Si nascosero dietro alcuni alberi sul limitare della foresta.
«Benji, posiziona la cassa aperta poco distante da noi e mettici dentro…». Nerissa si guardò intorno e Fabricio le venne in aiuto individuando una piantina poco distante. «Esatto, questa attirerà la sua attenzione».
Fabricio e Ishwar crearono un fascio dall’odore pungente. Benji eseguì gli ordini e si ritrovarono di nuovo tutti in attesa.
Il fiammagranchio fu attirato ben presto dalla trappola e Nerissa si premurò di sigillare il coperchio. A quel punto lo fecero levitare fino all’ingresso della Scuola. Qui li attendeva Annabelle in compagnia delle figlie e poco distante c’era un uomo alto e slanciato palesemente furioso.
«Eccovi, avete risolto?» li accolse.
«Sì, abbiamo catturato il fiammagranchio».
«Io ho fatto la conoscenza del giovane Moran e del padre» dichiarò Annabelle accennando all’uomo. «La McGranitt si occuperà del Serpeverde, ma il padre dovrà renderci conto di un po’ di cose».
Così insieme tornarono al Quartier Generale. Annabelle e Robert colloquiarono a lungo con il signor Moran, tanto che Nerissa rimase sola insieme a Benji, che nel frattempo aveva stilato un completo resoconto come sua abitudine.
Alla fine si smaterializzarono tutti e tre al Paiolo Magico per prendersi qualcosa da bere e da mangiare.
«Quindi Moran si è preso una cotta per una ragazza che ha visto una sola volta e, siccome l’ha sentita parlare con un commesso di Mondomago di draghi, ha pensato di regalargliene uno» riassunse Nerissa.
«Esatto, peccato che i contatti ‘importanti’, come ha detto lui, cioè amici della famiglia Goyle, uno dei ragazzi con cui si accompagna a Scuola, gli abbia mandato il fiammagranchio, fregandolo… Lui non si è lasciato abbattere e ha deciso che sarebbe stata la stessa cosa» aggiunse Robert.

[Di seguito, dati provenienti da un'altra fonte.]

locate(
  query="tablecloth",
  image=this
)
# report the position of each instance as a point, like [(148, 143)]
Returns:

«Peccato, che mentre gli dava da mangiare gli sia scappato. Allora è corso via spaventato ma premurandosi di buttare la scatola nel lago per nascondere le prove» concluse Annabelle.
«Che inventiva» sbuffò Robert.
«Tutto per una cotta» borbottò Nerissa disgustata. «Beh, suo padre pagherà una bella multa».
«Senti, Robert» intervenne dopo un po’ Annabelle. «Come va con Samuel?».
L’uomo sbuffò: «Continua ad evitarmi e non riusciamo a parlare».
«Vedrai che si sistemerà tutto» sussurrò Annabelle stringendogli il braccio.